Ok.  In fact it is not clear to me why B_DONE or B_DELWRI is tested at all
there.  We only need to know that the buffer content is valid.

> 
> > So the way to fix the bug is to read gjournal code and understand why
> > does it sometime returns wrong data.
> 
> Yes, gjournal is broken in handling his flush_queue. If we have 10 bio's
> in the flush_queue:
>          1 2 3 4 5 6 7 8 9 10
> and another 10 bio's goes to the flush queue before all the first 10
> bio's was removed from the flush queue we should have something like
>          6 7 8 9 10 11 12 13 14 15 16 17 18 19 20,
> but because of the bug we end up with
>          6 11 12 13 14  15 16 17 18 19 20 7 8 9 10.
> So the sequence of the bio's is damaged in the flush queue (and
> therefore in the journal an disk !).

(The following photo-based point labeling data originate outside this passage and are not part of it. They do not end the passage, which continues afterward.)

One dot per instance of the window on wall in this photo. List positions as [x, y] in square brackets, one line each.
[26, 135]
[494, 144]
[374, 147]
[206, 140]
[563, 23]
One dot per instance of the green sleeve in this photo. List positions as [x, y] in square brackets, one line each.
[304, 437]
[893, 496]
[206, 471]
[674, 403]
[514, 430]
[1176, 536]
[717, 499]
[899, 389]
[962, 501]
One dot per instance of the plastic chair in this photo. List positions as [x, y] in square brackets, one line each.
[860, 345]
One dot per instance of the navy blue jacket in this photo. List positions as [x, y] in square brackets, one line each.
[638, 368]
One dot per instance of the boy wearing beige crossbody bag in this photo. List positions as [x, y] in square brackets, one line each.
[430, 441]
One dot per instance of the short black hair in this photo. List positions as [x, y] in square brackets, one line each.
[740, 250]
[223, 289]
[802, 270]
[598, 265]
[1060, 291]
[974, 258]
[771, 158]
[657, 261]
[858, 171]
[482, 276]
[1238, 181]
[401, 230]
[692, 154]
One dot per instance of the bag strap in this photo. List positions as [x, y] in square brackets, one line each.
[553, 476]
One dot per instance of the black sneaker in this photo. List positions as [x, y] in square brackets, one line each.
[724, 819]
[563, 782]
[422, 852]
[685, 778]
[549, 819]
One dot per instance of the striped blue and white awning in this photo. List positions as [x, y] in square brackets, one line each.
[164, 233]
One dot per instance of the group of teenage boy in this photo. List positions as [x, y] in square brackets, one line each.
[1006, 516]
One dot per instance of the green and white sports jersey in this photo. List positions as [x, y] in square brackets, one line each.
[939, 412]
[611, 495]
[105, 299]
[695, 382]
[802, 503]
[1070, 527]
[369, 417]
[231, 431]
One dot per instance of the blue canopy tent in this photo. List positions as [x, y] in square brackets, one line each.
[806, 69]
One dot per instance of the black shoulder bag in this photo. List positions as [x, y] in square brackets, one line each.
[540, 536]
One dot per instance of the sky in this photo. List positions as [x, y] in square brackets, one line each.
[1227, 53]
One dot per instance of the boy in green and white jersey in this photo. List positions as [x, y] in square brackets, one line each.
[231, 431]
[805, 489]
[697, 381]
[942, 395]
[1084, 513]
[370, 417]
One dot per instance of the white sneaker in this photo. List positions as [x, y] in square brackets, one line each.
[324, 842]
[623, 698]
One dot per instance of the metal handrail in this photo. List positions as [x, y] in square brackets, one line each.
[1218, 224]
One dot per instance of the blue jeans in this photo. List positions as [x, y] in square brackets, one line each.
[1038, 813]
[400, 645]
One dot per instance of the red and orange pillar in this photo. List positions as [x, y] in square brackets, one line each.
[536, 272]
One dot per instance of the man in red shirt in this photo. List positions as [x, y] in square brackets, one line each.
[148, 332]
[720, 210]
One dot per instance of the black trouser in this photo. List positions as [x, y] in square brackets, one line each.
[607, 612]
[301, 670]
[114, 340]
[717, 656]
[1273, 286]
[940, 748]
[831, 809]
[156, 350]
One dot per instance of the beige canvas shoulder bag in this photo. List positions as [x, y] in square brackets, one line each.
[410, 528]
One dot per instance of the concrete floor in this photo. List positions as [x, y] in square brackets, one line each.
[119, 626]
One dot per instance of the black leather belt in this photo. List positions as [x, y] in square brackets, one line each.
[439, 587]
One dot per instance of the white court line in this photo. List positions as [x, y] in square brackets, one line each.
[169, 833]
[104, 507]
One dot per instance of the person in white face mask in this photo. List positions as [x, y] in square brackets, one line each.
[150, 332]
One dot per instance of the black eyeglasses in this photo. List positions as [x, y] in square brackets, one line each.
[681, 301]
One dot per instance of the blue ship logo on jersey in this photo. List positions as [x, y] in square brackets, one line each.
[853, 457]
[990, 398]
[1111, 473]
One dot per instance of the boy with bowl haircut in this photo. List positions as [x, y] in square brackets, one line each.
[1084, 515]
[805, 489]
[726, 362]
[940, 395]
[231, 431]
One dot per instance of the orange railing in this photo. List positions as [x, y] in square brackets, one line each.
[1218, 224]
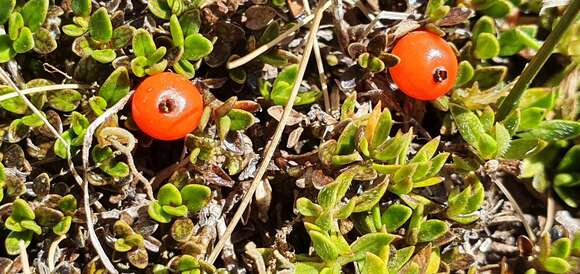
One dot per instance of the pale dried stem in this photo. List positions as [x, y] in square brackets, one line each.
[24, 257]
[52, 252]
[319, 65]
[134, 170]
[87, 141]
[255, 53]
[6, 78]
[517, 208]
[277, 134]
[550, 213]
[42, 89]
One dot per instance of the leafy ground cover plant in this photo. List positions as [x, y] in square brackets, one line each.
[265, 160]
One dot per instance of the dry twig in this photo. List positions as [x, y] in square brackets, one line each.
[271, 147]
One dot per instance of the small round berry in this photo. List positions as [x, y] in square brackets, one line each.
[428, 65]
[166, 106]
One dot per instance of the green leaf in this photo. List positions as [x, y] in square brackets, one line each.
[65, 100]
[421, 171]
[224, 123]
[138, 66]
[569, 162]
[468, 124]
[325, 220]
[307, 207]
[15, 104]
[330, 194]
[487, 119]
[485, 24]
[195, 196]
[6, 51]
[404, 172]
[74, 30]
[524, 148]
[122, 246]
[345, 211]
[371, 242]
[402, 187]
[63, 226]
[184, 68]
[393, 147]
[270, 33]
[499, 9]
[32, 226]
[190, 21]
[11, 243]
[283, 84]
[538, 97]
[567, 179]
[436, 10]
[14, 225]
[196, 46]
[489, 76]
[122, 36]
[116, 86]
[503, 139]
[187, 262]
[427, 151]
[7, 10]
[346, 140]
[428, 182]
[458, 201]
[169, 195]
[98, 104]
[561, 248]
[431, 230]
[477, 196]
[59, 147]
[376, 65]
[395, 216]
[104, 55]
[15, 24]
[464, 74]
[366, 200]
[486, 46]
[307, 97]
[100, 26]
[531, 117]
[240, 119]
[21, 210]
[323, 246]
[400, 258]
[556, 265]
[176, 31]
[79, 123]
[44, 42]
[554, 130]
[306, 268]
[177, 211]
[143, 44]
[100, 154]
[68, 203]
[514, 40]
[34, 12]
[81, 7]
[156, 213]
[374, 265]
[576, 244]
[437, 163]
[115, 169]
[33, 120]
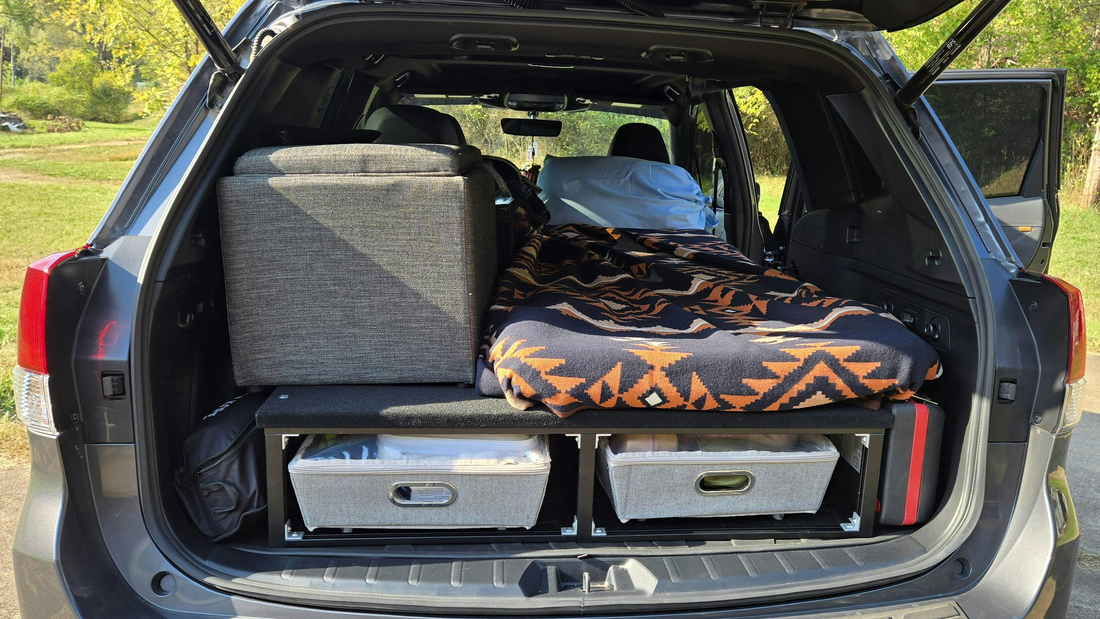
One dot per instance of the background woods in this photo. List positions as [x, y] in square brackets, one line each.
[117, 59]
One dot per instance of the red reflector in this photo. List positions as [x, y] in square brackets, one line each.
[32, 312]
[1078, 351]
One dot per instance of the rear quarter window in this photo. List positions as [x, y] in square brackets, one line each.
[997, 129]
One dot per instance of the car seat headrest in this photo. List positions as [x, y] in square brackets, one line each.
[414, 124]
[640, 141]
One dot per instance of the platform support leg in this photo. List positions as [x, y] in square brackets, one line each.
[869, 486]
[276, 490]
[585, 485]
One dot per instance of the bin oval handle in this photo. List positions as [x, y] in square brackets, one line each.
[724, 483]
[422, 494]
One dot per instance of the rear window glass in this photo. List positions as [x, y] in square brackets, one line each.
[996, 126]
[582, 132]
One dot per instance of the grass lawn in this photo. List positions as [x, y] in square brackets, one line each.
[1077, 260]
[54, 188]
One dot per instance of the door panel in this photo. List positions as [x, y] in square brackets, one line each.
[1007, 124]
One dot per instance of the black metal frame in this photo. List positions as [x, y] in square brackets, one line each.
[584, 529]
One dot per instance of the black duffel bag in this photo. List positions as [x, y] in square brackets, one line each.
[220, 474]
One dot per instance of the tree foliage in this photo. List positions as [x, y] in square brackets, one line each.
[105, 53]
[1030, 33]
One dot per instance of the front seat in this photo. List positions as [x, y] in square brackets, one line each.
[640, 141]
[414, 124]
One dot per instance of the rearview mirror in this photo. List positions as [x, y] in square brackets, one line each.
[531, 126]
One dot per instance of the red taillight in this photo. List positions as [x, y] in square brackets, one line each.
[1078, 347]
[32, 312]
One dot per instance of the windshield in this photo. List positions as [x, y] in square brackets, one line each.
[587, 132]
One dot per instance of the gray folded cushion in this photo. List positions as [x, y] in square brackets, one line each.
[359, 158]
[356, 263]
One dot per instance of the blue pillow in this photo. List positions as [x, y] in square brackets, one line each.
[624, 192]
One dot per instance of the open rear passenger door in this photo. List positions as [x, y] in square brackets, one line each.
[1007, 124]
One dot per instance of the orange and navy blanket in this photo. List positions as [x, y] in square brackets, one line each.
[589, 318]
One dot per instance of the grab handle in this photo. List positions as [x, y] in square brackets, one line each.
[724, 483]
[422, 494]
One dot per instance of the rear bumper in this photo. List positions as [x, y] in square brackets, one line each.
[65, 567]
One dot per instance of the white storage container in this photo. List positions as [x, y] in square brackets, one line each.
[426, 482]
[711, 475]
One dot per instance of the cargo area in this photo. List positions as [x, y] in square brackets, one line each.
[440, 401]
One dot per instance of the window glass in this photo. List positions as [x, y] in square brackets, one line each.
[587, 132]
[771, 159]
[702, 165]
[996, 126]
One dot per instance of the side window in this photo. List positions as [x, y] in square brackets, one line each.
[997, 128]
[767, 148]
[703, 151]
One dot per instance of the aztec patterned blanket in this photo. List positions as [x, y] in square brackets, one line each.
[589, 318]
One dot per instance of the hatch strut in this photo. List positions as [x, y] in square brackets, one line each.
[965, 34]
[957, 43]
[226, 59]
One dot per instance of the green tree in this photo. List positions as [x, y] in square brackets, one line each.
[1034, 33]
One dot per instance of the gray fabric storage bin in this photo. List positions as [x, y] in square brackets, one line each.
[351, 482]
[685, 476]
[356, 263]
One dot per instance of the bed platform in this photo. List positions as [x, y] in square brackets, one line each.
[575, 508]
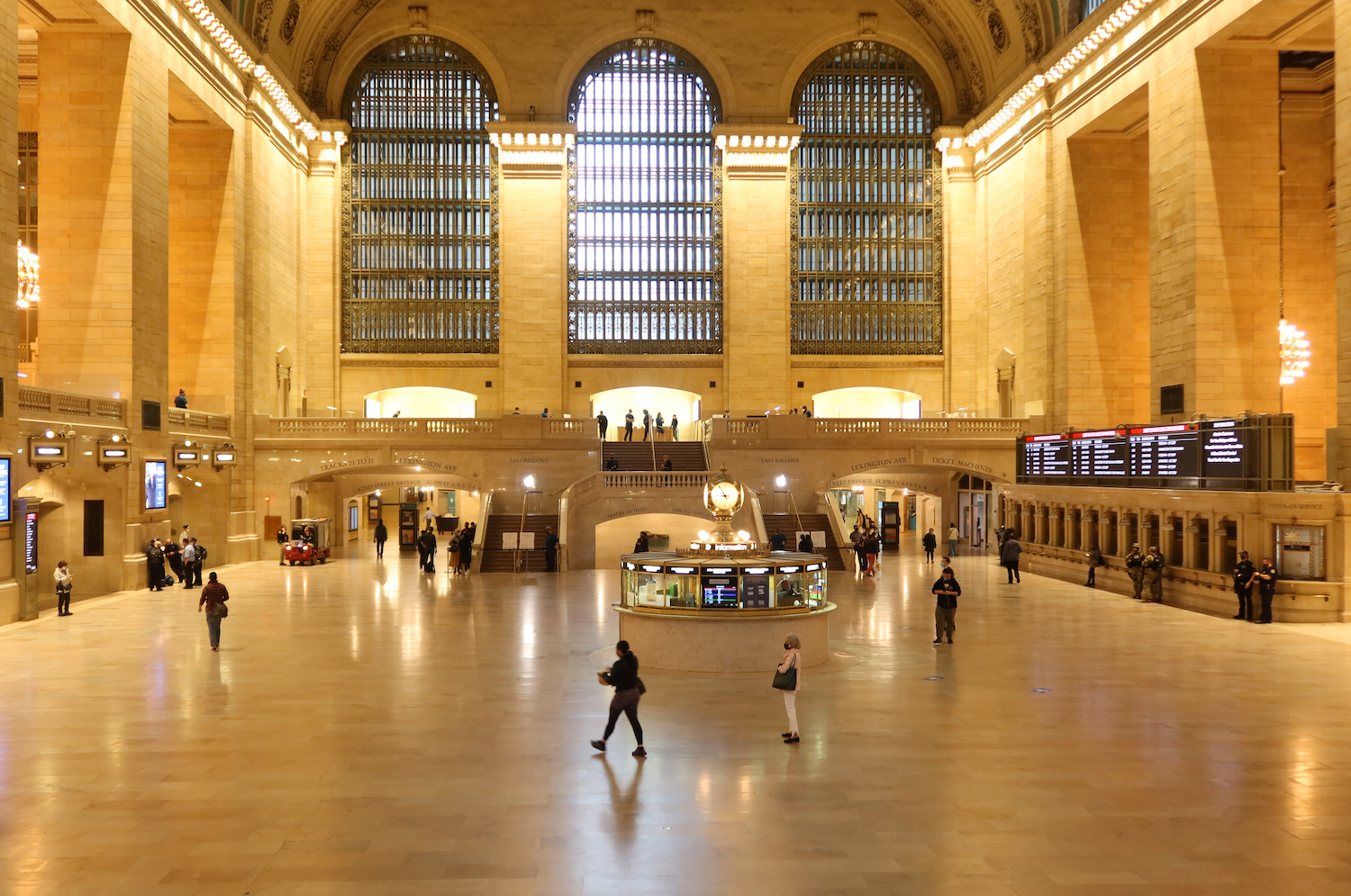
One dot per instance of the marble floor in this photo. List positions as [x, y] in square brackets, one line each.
[369, 730]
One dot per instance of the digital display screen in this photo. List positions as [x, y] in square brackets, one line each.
[721, 591]
[1215, 455]
[756, 593]
[156, 485]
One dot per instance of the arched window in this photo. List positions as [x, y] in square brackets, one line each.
[867, 240]
[645, 242]
[419, 258]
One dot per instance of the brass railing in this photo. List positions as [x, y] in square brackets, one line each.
[70, 404]
[867, 327]
[419, 326]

This error can be triggered by
> ffs_snapshot(), when a block is read with readblock() and gjournal finds
> this block in the broken flush queue before he goes to the correct
> active queue.
> 
> The following patch solved this problem for me:
> 
> --- g_journal.c.orig     2017-05-08 14:16:42.000000000 +0200
> +++ g_journal.c          2017-07-28 21:25:58.891881000 +0200
> @@ -1261,7 +1261,7 @@
>         strlcpy(hdr.jrh_magic, GJ_RECORD_HEADER_MAGIC,
> sizeof(hdr.jrh_magic));
> 
>         bioq = &sc->sc_active.jj_queue;
> -       pbp = sc->sc_flush_queue;
> +       GJQ_LAST(sc->sc_flush_queue, pbp);
> 
>         fbp = g_alloc_bio();
>         fbp->bio_parent = NULL;
> 
> with macro GJQ_LAST defined in g_journal.h:
> 
> #define GJQ_LAST(head, bp)      do {                             \
>   struct bio *_bp;                                               \
>                                                                  \
>   if ((head) == NULL) {                                          \
>        (bp) = (head);                                            \
>        break;                                                    \
>   }                                                              \
>   for (_bp = (head); _bp->bio_next != NULL; _bp = _bp->bio_next);\
>   (bp) = (_bp);                                                  \
> } while (0)
> 
> Some more annotations about g_journal.c:
> 
> - The patch given in bug 198500 is necessary to run gjournal with
> correct and adequate cache size.
> - The cache size for gjournal can be set by two tunables: cache.limit
> and cache.divisor. I do not know the best practice if there are two
> variables for setting the same resource. At the moment cache.limit is
> ignored at boot time, because it will be overwritten in g_journal_init.
> - In g_journal_flush() there is a writeonly variable "size".
> - If one process writes synchron a block and onother process reads the
> same block just after the write starts, then it is possible that the
> reader gets the new block before the writer has finished his write call.
> This happens, when the write goes to the delayed_queue for some time
> from where the read gets the data. But the write must wait until the bio
> goes to the current queue, where g_io_deliver() is called. If this is
> not intended, then the delayed queue should not be used for reads.

I recomment you to contact pjd@freebsd.org directly about both the gjournal
patch and WRT further observations you have.